ACL Reconstruction: hamstring or patella tendon autograft?
Saturday, 21 August 2010 00:00




Anterior Cruciate Ligament (ACL) injuries are quite common. Historically, young athletes have been treated with bone-patellar tendon-bone autografts, but more and more athletes are being treated with hamstring autograft now. It has been unclear whether either graft consistently allows athletes to return to pre-injury levels of play.


A case study performed at the University of Pittsburgh (Drs Freddie Fu and Christopher Harner) and presented at the 2010 Arthroscopy Association of North America  (AANA) Meeting reported that there are similar outcomes regardless of which graft was used.


Patients who underwent the hamstring procedure had higher patient-reported outcomes and less loss of extension, while those in the patella tendon group had a slightly higher rate of return to sports.
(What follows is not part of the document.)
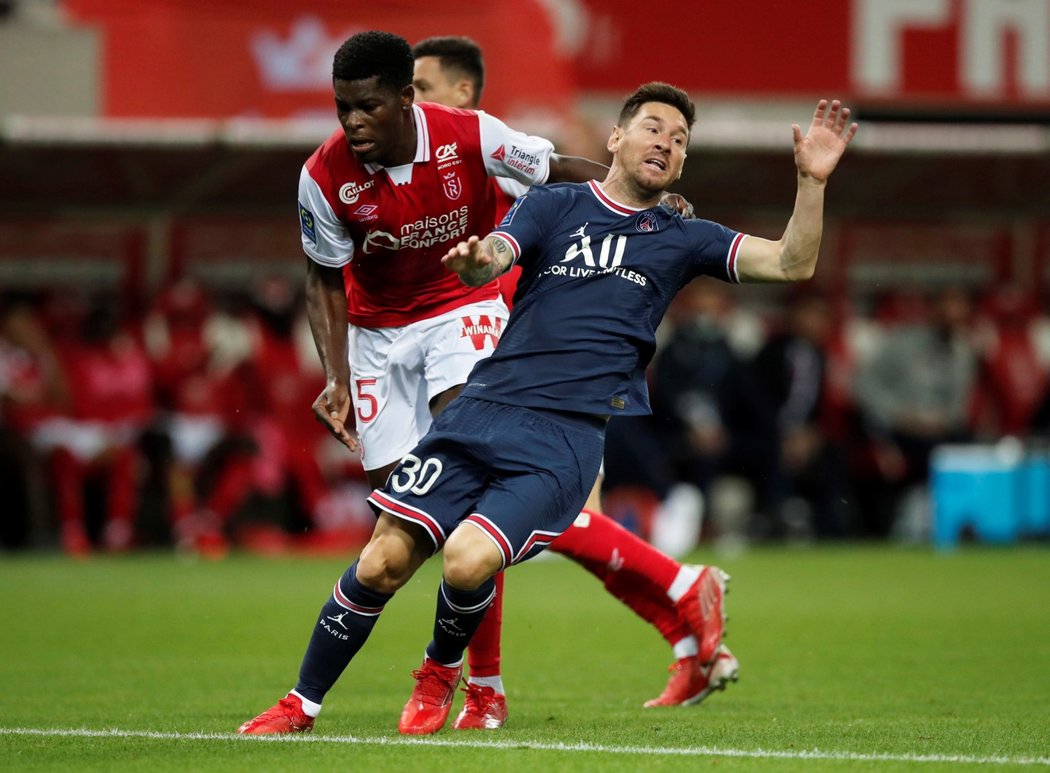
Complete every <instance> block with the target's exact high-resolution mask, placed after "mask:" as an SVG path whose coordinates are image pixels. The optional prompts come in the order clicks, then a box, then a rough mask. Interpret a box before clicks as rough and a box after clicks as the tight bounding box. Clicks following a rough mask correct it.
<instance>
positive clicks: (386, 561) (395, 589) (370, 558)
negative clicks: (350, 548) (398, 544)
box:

There was however a greater increase in degenerative changes (formation of arthritis) in the space behind the kneecap and in the outer aspect of the knee in those who had patella tendon autograft.


In my opinion, more and more surgeons are performing hamstring autograft because of concern for complications associated with patella tendon autograft: anterior knee pain, patella fracture, patella tendon rupture, increased risk of arthritis, and loss of motion. However, I believe that both procedures are acceptable and when done by an experienced surgeon on an appropriate patient, the outcomes are equally good.